Ok, will do that. Do you mean in Gunicorn or in Django or in my postgres service (or all of them) 🤔 ?


a year ago

in django


anonymousPRO

a year ago

I added debug logging, but I don't see anything in my logs when this happens.

[2024-02-08 18:58:05 +0000] [16] [CRITICAL] WORKER TIMEOUT (pid:17)
[2024-02-08 19:58:05 +0100] [17] [INFO] Worker exiting (pid: 17)
[2024-02-08 18:58:06 +0000] [16] [ERROR] Worker (pid:17) exited with code 1
[2024-02-08 18:58:06 +0000] [16] [ERROR] Worker (pid:17) exited with code 1.
[2024-02-08 18:58:06 +0000] [19] [INFO] Booting worker with pid: 19
[2024-02-08 18:59:09 +0000] [16] [CRITICAL] WORKER TIMEOUT (pid:19)
[2024-02-08 19:59:09 +0100] [19] [INFO] Worker exiting (pid: 19)
[2024-02-08 18:59:09 +0000] [16] [ERROR] Worker (pid:19) exited with code 1
[2024-02-08 18:59:09 +0000] [16] [ERROR] Worker (pid:19) exited with code 1.
[2024-02-08 18:59:09 +0000] [21] [INFO] Booting worker with pid: 21
[2024-02-08 19:00:11 +0000] [16] [CRITICAL] WORKER TIMEOUT (pid:21)
[2024-02-08 20:00:11 +0100] [21] [INFO] Worker exiting (pid: 21)
[2024-02-08 19:00:11 +0000] [16] [ERROR] Worker (pid:21) exited with code 1
[2024-02-08 19:00:11 +0000] [16] [ERROR] Worker (pid:21) exited with code 1.
[2024-02-08 19:00:11 +0000] [23] [INFO] Booting worker with pid: 23
[2024-02-08 19:01:12 +0000] [16] [ERROR] Worker (pid:23) exited with code 1.
[2024-02-08 19:01:12 +0000] [25] [INFO] Booting worker with pid: 25
[2024-02-08 20:01:13 +0100] [25] [DEBUG] GET /super-admin/campaigns/campaign/

The get request only shows after it keeps hanging for a while


a year ago

something in your code is freezing and causing the request to take longer than 30 seconds


a year ago

unless you have something that should take longer than 30 seconds?


anonymousPRO

a year ago

It happens on arbitrary requests that do not take any significant amount of time (should not be even close to a second), and it does not happen locally nor on my PythonAnywhere hosted (test)server (that does not deploy with Docker) 🤔 .


a year ago

railway runs your code as is, pythonanywhere is likely monkeypatching away some bugs in your code


anonymousPRO

a year ago

I already put the gunicorn timeout on 60 to test if it eventually would finish (which it does not).


a year ago

without an error or any logs to go off of theres not much i can help you with here unfortunately


midhun98HOBBY

a year ago

did u find any fix to this issue since im also facing a similar issue


anonymousPRO

a year ago

I did not, based on my logging it seems to be hanging on loading static files, which I am serving through whitenoise (6.6.0)

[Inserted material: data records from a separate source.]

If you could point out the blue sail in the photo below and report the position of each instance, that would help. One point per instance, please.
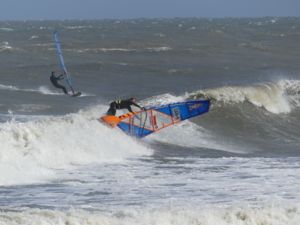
(146, 122)
(61, 60)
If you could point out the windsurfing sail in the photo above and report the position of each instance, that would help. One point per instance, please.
(143, 123)
(67, 75)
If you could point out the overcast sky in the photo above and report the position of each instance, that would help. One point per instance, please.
(121, 9)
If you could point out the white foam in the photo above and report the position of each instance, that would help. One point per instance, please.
(270, 214)
(270, 96)
(32, 151)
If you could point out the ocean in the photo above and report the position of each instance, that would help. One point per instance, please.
(237, 164)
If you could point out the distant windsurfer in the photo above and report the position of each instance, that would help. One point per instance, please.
(54, 80)
(122, 104)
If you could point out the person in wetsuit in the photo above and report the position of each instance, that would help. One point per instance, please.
(122, 104)
(54, 80)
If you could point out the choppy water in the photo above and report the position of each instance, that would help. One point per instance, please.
(237, 164)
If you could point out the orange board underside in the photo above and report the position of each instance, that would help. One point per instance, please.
(114, 120)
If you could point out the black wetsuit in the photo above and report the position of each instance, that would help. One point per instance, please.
(54, 81)
(121, 104)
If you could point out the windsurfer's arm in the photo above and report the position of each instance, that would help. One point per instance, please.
(133, 103)
(129, 109)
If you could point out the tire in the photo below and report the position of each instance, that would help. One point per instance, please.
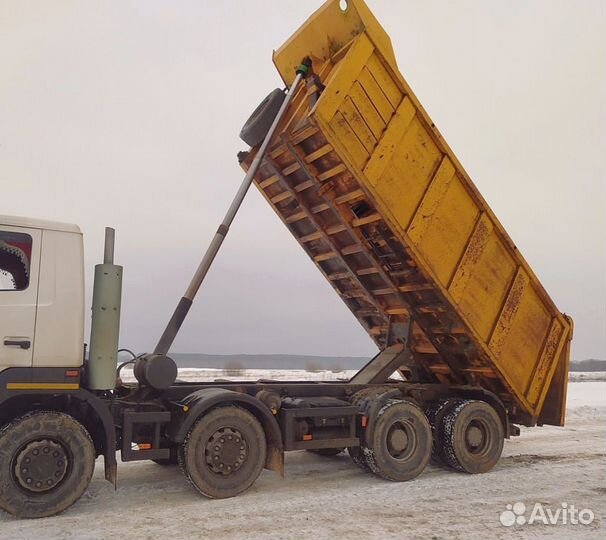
(435, 414)
(327, 452)
(472, 437)
(224, 452)
(63, 456)
(259, 122)
(401, 442)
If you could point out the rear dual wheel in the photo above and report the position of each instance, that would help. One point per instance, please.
(224, 452)
(471, 436)
(400, 445)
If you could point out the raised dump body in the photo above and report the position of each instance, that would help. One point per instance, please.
(362, 178)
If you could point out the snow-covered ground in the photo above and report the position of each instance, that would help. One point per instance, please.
(333, 499)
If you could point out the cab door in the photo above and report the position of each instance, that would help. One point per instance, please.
(19, 268)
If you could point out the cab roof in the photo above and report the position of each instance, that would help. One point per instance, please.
(32, 223)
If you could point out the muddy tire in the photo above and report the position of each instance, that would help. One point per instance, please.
(224, 452)
(256, 127)
(47, 461)
(472, 437)
(435, 414)
(400, 445)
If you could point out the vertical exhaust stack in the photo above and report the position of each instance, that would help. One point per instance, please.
(105, 324)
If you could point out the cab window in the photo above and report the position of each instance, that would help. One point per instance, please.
(15, 259)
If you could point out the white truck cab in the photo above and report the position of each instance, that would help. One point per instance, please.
(41, 293)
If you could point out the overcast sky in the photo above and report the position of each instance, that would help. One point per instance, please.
(127, 114)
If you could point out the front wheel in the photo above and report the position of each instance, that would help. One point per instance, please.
(224, 452)
(47, 460)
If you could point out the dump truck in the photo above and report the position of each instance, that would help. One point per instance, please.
(470, 344)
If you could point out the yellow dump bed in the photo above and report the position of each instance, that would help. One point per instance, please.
(362, 178)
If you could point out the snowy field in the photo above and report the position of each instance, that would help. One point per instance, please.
(330, 498)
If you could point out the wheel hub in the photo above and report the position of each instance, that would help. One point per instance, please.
(475, 437)
(41, 465)
(226, 451)
(400, 440)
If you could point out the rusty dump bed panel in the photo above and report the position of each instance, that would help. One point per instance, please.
(362, 178)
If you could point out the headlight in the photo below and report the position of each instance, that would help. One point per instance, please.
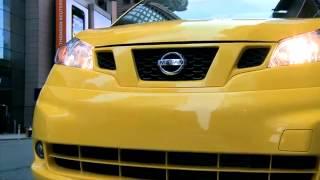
(299, 49)
(75, 53)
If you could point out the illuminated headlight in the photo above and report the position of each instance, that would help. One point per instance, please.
(299, 49)
(75, 53)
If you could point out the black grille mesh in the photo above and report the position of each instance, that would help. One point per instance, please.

INSTALLED_APPS = [    ...    'whitenoise.runserver_nostatic',    "django.contrib.staticfiles",    ...]

MIDDLEWARE = [    "django.middleware.security.SecurityMiddleware",    "whitenoise.middleware.WhiteNoiseMiddleware",    ...]

STORAGES = {
    "default": {
        "BACKEND": "storages.backends.gcloud.GoogleCloudStorage",
    },
    "staticfiles": {
        "BACKEND": "whitenoise.storage.CompressedManifestStaticFilesStorage",
    },
}

a year ago

please reference the docs for whitenoise on how to properly configure it


anonymousPRO

a year ago

@MIGHTY_MIDHUN I solved it eventually by moving my static files to a Google Cloud Storage bucket.